In February, we launched Foxwordy, the first private social network for lawyers, and a debate exploded online. The response came fast and furious. Some questioned whether lawyers need a private social network or whether they could effectively network and do legal business using the open net. Meanwhile, others weighed in applauding that Foxwordy is the only network that finally got it right by offering a private social network that lawyers could call their own.
Some argued that mainstream social media sites like Twitter, Facebook and LinkedIn are sufficient platforms for legal professionals to network online as well as conduct business. Others suggested that blogging is “engaging” in social media, and that all lawyers need to do to collaborate successfully and discover new opportunities is to put themselves out there on the “open net.”

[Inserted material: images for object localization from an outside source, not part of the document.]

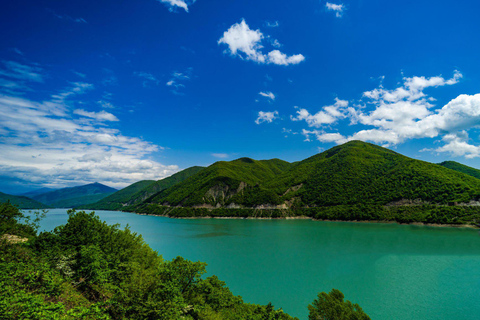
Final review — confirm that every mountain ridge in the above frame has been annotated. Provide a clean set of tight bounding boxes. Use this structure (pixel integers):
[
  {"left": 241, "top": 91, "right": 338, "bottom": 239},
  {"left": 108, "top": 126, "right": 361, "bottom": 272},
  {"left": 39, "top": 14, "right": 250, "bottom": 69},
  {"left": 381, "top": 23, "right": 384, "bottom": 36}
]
[
  {"left": 129, "top": 141, "right": 480, "bottom": 226},
  {"left": 32, "top": 182, "right": 117, "bottom": 208}
]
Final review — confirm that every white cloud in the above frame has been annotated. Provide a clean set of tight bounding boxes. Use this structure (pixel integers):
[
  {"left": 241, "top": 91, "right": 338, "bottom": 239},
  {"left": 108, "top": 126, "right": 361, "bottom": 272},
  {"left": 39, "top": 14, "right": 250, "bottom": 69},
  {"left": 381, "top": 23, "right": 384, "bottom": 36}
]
[
  {"left": 259, "top": 91, "right": 276, "bottom": 101},
  {"left": 73, "top": 109, "right": 119, "bottom": 122},
  {"left": 255, "top": 111, "right": 279, "bottom": 124},
  {"left": 218, "top": 19, "right": 305, "bottom": 66},
  {"left": 431, "top": 132, "right": 480, "bottom": 159},
  {"left": 267, "top": 50, "right": 305, "bottom": 66},
  {"left": 0, "top": 77, "right": 178, "bottom": 189},
  {"left": 292, "top": 71, "right": 480, "bottom": 158},
  {"left": 158, "top": 0, "right": 195, "bottom": 12},
  {"left": 291, "top": 98, "right": 348, "bottom": 127},
  {"left": 325, "top": 2, "right": 345, "bottom": 17}
]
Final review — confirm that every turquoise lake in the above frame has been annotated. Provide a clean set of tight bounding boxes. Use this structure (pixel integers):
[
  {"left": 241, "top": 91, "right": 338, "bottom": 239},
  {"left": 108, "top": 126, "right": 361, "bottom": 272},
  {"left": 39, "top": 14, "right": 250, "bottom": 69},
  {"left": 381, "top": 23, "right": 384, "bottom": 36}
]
[{"left": 34, "top": 209, "right": 480, "bottom": 320}]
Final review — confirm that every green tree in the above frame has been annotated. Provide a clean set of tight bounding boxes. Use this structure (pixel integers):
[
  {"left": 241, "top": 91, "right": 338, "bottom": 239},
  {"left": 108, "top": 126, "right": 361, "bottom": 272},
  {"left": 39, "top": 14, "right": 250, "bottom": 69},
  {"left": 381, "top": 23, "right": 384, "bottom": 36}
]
[{"left": 308, "top": 289, "right": 370, "bottom": 320}]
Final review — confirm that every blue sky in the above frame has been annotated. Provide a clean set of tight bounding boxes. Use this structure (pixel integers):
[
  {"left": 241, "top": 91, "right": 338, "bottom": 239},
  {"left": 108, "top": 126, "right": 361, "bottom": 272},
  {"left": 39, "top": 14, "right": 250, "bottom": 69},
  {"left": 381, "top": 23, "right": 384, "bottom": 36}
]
[{"left": 1, "top": 0, "right": 480, "bottom": 193}]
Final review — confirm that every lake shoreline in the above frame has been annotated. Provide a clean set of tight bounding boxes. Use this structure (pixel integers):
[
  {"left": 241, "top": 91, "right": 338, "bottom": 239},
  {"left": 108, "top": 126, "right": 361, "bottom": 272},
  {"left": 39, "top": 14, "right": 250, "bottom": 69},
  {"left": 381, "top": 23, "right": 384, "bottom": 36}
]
[{"left": 133, "top": 212, "right": 479, "bottom": 229}]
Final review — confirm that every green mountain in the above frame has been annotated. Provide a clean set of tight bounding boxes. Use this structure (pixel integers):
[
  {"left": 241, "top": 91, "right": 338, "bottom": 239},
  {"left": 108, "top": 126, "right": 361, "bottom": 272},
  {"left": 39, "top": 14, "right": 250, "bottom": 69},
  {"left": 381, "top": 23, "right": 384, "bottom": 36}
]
[
  {"left": 81, "top": 180, "right": 156, "bottom": 210},
  {"left": 0, "top": 192, "right": 47, "bottom": 209},
  {"left": 19, "top": 187, "right": 56, "bottom": 198},
  {"left": 146, "top": 158, "right": 292, "bottom": 207},
  {"left": 438, "top": 161, "right": 480, "bottom": 180},
  {"left": 134, "top": 141, "right": 480, "bottom": 225},
  {"left": 266, "top": 140, "right": 480, "bottom": 206},
  {"left": 84, "top": 166, "right": 205, "bottom": 210},
  {"left": 32, "top": 182, "right": 117, "bottom": 208}
]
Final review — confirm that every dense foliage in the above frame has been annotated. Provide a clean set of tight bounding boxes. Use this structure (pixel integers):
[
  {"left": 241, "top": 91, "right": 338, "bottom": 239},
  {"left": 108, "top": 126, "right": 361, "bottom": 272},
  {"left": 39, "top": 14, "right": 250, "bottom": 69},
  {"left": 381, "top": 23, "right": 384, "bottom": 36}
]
[
  {"left": 1, "top": 203, "right": 313, "bottom": 319},
  {"left": 438, "top": 161, "right": 480, "bottom": 180},
  {"left": 267, "top": 141, "right": 480, "bottom": 206},
  {"left": 148, "top": 158, "right": 292, "bottom": 207},
  {"left": 308, "top": 289, "right": 370, "bottom": 320},
  {"left": 0, "top": 192, "right": 47, "bottom": 209}
]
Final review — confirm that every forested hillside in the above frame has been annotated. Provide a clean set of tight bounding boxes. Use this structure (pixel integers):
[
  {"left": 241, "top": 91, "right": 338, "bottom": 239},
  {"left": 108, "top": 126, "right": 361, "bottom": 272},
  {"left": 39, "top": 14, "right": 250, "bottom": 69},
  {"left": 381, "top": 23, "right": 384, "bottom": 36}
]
[
  {"left": 130, "top": 141, "right": 480, "bottom": 226},
  {"left": 84, "top": 166, "right": 205, "bottom": 210},
  {"left": 438, "top": 161, "right": 480, "bottom": 180},
  {"left": 0, "top": 192, "right": 47, "bottom": 209}
]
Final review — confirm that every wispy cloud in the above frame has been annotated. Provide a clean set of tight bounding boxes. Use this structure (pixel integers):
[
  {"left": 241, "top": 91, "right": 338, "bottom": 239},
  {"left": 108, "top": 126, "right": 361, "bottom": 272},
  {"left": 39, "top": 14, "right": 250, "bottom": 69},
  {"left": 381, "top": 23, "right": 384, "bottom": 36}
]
[
  {"left": 49, "top": 9, "right": 87, "bottom": 23},
  {"left": 158, "top": 0, "right": 196, "bottom": 13},
  {"left": 73, "top": 109, "right": 119, "bottom": 122},
  {"left": 0, "top": 62, "right": 178, "bottom": 189},
  {"left": 212, "top": 153, "right": 229, "bottom": 159},
  {"left": 256, "top": 111, "right": 279, "bottom": 124},
  {"left": 101, "top": 69, "right": 117, "bottom": 86},
  {"left": 134, "top": 71, "right": 159, "bottom": 87},
  {"left": 0, "top": 60, "right": 44, "bottom": 83},
  {"left": 166, "top": 68, "right": 192, "bottom": 94},
  {"left": 259, "top": 91, "right": 276, "bottom": 101},
  {"left": 325, "top": 2, "right": 345, "bottom": 18},
  {"left": 218, "top": 19, "right": 305, "bottom": 66},
  {"left": 265, "top": 21, "right": 279, "bottom": 28}
]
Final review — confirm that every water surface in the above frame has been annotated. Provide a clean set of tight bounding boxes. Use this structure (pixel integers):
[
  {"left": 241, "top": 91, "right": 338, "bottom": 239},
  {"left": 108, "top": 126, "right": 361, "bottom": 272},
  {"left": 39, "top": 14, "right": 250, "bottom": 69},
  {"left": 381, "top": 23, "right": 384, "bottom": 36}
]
[{"left": 34, "top": 209, "right": 480, "bottom": 320}]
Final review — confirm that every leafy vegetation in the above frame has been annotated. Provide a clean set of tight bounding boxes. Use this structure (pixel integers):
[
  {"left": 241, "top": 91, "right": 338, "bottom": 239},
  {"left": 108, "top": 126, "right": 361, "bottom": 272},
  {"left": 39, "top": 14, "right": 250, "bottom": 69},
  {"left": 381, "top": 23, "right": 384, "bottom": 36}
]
[
  {"left": 438, "top": 161, "right": 480, "bottom": 180},
  {"left": 148, "top": 158, "right": 292, "bottom": 207},
  {"left": 308, "top": 289, "right": 370, "bottom": 320},
  {"left": 267, "top": 141, "right": 480, "bottom": 206},
  {"left": 32, "top": 182, "right": 117, "bottom": 208},
  {"left": 3, "top": 202, "right": 342, "bottom": 319},
  {"left": 0, "top": 192, "right": 48, "bottom": 209}
]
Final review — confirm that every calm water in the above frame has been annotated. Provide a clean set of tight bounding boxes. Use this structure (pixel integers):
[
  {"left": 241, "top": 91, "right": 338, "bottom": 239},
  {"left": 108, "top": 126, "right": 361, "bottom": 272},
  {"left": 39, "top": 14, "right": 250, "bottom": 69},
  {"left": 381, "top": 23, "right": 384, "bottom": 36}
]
[{"left": 33, "top": 209, "right": 480, "bottom": 320}]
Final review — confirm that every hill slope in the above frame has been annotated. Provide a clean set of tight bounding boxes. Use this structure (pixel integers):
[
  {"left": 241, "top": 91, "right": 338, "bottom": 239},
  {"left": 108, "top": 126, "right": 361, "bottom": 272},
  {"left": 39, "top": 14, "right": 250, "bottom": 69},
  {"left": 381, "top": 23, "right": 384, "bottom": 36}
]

Lawyers and similar licensed professionals are held to heightened standards of behavior and ethics. This fact serves as a major filter over how lawyers interact with the general public and impacts the degree to which lawyers engage via mainstream all-purpose social media networks. For lawyers to use social media effectively and productively for the purpose of engaging with their peers, the network needs to be private and have controls over what is shared and with whom.
Social media that is contextualized and private
What Foxwordy offers is a social media experience that is contextualized and private; contextualized so that lawyers can interact with other professionals who are working toward similar goals, and private so that they can feel confident that the information they share will be protected.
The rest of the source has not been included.